Complement and coagulation cascades pathway plays a crucial role in the maintenance of immune health. There is a higher level of complement C3 in the peripheral blood of OSA, which indicates the presence of tissue damage and inflammatory responses in patients [30], whereas complement C3 is the most important component of the complement system and an intermediate link in the activation pathway, the final lysis of the membrane-forming complex [31]occurs through cytolysis. Studies have shown that elevated C3 in patients with OSA may be associated with glucose metabolism [32].This further illustrates the crucial role that the immune system plays in the development and progression of DM and OSA.

To better understand the relationship between immune function and the disease, we conducted a comprehensive examination of immune cell infiltration in OSA. In our study, the proportion of CD8 T-cell infiltration was significantly higher in the OSA group than in the control group, and the proportion of CD4 T-cell infiltration was slightly lower. The primary function of CD4 + T cells is to enhance and amplify the immune response by secreting lymphokines. In contrast, CD8 + T cells suppress the functions of T lymphocytes and B lymphocytes, thereby dampening the immune response to maintain immune balance [33]. Some studies have shown that in patients with OSA, there is a significant increase in peripheral blood CD8 + cells and a decrease in CD4 + cells and the CD4+/CD8 + ratio. However, other research indicates an increase in both CD4 + and CD8 + cell counts in OSA patients, suggesting variability in findings. Nevertheless, it is undeniable that the immune function in OSA patients is impaired [34]. Immune cell infiltration in OSA is strongly linked to the hub gene STK17A, suggesting that potential biomarkers may interact with immunological pathways to exacerbate OSA. Thus, a thorough grasp of the immunological pathways linked to OSA is crucial for the creation of novel prognostic or diagnostic biomarkers as well as therapeutic targets for the condition. Meanwhile, we found that the expression of STK17A was increased in both OSA and DM, suggesting that STK17A may play a role in promoting disease progression, and may become a molecular marker for the treatment of OSA and DM by inhibiting the expression of STK17A. Interestingly, previous studies have identified that targeting and regulating STK17A can inhibit the proliferation, invasion, and migration of cervical cancer cells [35]. Based on these findings, STK17A’s therapeutic potential may make it a viable drug target for treating OSA and DM. It is hypothesized that intervention targeting STK17A could affect disease onset and progression in OSA and DM patients, ultimately improving their prognosis.

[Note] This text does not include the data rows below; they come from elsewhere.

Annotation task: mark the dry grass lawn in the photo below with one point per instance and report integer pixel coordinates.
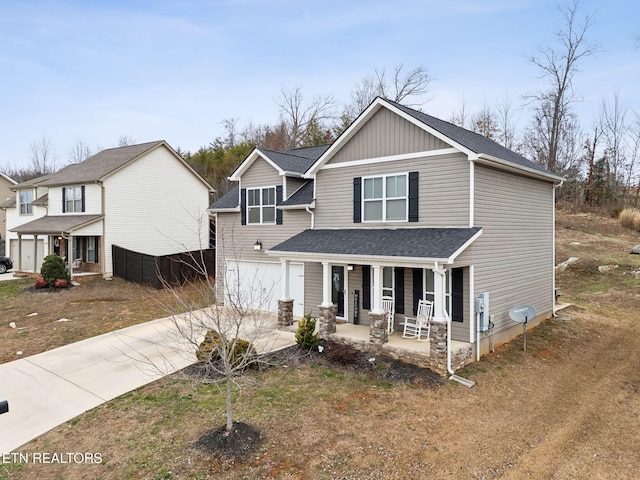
(567, 408)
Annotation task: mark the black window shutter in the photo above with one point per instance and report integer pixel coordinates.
(243, 206)
(457, 295)
(366, 287)
(417, 288)
(357, 200)
(399, 289)
(278, 202)
(413, 196)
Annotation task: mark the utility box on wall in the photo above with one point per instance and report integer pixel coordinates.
(482, 309)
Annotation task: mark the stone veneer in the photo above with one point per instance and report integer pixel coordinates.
(327, 321)
(378, 328)
(285, 313)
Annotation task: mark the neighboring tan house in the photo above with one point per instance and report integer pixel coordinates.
(401, 205)
(144, 198)
(6, 197)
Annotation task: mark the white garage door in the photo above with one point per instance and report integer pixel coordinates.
(258, 285)
(27, 255)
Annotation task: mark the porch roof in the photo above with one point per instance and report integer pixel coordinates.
(395, 244)
(55, 225)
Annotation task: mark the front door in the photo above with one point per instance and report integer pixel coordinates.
(337, 289)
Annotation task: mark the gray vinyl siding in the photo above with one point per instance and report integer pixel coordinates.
(260, 174)
(312, 287)
(443, 193)
(513, 257)
(460, 330)
(292, 184)
(387, 134)
(236, 241)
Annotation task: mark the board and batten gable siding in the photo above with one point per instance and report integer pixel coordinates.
(236, 242)
(443, 192)
(155, 205)
(387, 134)
(513, 257)
(260, 174)
(92, 199)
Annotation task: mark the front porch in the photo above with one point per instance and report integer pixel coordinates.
(405, 349)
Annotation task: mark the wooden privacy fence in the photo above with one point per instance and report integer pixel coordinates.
(156, 271)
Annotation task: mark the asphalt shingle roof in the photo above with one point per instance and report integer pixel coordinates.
(383, 242)
(99, 165)
(473, 141)
(297, 160)
(53, 225)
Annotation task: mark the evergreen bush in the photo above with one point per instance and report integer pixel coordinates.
(306, 336)
(53, 268)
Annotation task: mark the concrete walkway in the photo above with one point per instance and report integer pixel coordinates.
(51, 388)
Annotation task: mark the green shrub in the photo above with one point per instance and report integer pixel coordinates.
(306, 337)
(53, 268)
(342, 353)
(211, 347)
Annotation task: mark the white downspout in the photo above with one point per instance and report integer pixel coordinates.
(313, 216)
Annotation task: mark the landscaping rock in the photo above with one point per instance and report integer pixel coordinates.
(561, 267)
(606, 268)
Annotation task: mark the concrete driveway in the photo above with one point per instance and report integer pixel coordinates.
(51, 388)
(7, 276)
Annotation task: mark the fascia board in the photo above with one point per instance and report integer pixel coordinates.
(490, 160)
(253, 156)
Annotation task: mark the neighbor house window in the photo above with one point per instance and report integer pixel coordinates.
(26, 198)
(72, 199)
(384, 198)
(261, 205)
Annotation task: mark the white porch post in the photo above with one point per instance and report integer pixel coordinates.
(376, 301)
(285, 281)
(326, 284)
(35, 253)
(19, 252)
(440, 294)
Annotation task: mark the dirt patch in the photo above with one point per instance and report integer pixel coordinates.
(96, 306)
(240, 442)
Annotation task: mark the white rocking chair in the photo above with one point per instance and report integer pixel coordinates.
(419, 327)
(389, 310)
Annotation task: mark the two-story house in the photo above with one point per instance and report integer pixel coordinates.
(142, 197)
(401, 205)
(6, 198)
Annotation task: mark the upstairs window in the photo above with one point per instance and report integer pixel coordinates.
(385, 198)
(261, 205)
(26, 198)
(73, 199)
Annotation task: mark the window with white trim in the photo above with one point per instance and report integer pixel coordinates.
(261, 205)
(26, 198)
(73, 199)
(385, 198)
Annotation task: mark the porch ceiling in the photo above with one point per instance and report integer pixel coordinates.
(55, 225)
(397, 244)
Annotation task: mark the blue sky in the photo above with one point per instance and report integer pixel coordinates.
(95, 71)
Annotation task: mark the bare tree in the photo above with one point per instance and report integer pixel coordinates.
(484, 122)
(553, 107)
(506, 133)
(400, 86)
(42, 156)
(126, 140)
(79, 152)
(299, 116)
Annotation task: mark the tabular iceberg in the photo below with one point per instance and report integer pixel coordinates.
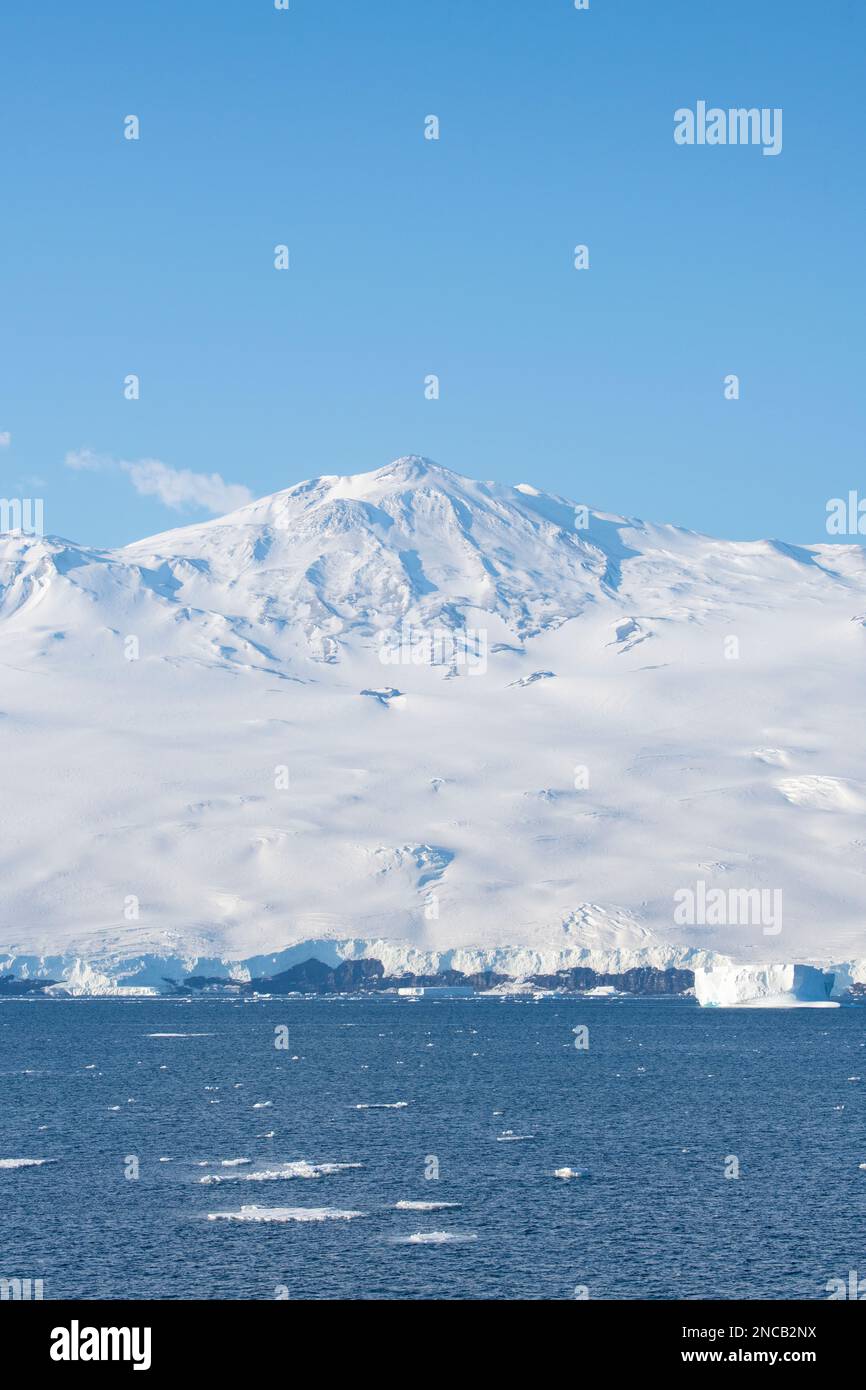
(763, 987)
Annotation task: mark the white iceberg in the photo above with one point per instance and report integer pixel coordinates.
(730, 986)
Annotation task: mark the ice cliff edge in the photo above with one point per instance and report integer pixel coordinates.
(729, 986)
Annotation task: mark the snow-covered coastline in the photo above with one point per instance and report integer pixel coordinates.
(719, 980)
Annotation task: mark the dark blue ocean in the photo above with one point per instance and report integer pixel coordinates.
(663, 1096)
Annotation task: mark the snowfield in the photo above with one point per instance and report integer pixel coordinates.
(431, 720)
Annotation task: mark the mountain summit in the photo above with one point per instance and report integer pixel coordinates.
(420, 710)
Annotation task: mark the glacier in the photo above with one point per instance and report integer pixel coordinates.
(433, 720)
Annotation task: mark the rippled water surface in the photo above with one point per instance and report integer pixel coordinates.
(374, 1096)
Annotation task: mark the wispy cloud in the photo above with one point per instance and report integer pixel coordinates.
(175, 488)
(180, 488)
(86, 460)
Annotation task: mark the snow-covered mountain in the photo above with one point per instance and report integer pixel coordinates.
(438, 722)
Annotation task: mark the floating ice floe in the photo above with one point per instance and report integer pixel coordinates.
(282, 1172)
(437, 1237)
(441, 1207)
(284, 1214)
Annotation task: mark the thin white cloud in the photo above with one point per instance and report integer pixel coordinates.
(180, 488)
(86, 460)
(177, 488)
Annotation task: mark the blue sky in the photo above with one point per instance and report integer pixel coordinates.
(413, 257)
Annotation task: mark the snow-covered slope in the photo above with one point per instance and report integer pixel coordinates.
(421, 715)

Our study also has some shortcomings. The expression level of STK17A may need further verification by protein blotting or immunohistochemistry. And due to the limitation of sample capacity, the column-line diagram model may need further examination before clinical application.

Conclusion

In summary, our study identifies STK17A as a crucial diagnostic biomarker for the shared molecular pathways between OSA and DM. The genes involved are linked to oxidative stress and neuroregulation, suggesting potential therapeutic targets. Immune cell analysis reveals STK17A’s complex role in both conditions. These insights enhance our understanding of the diseases and offer valuable directions for future research and clinical use.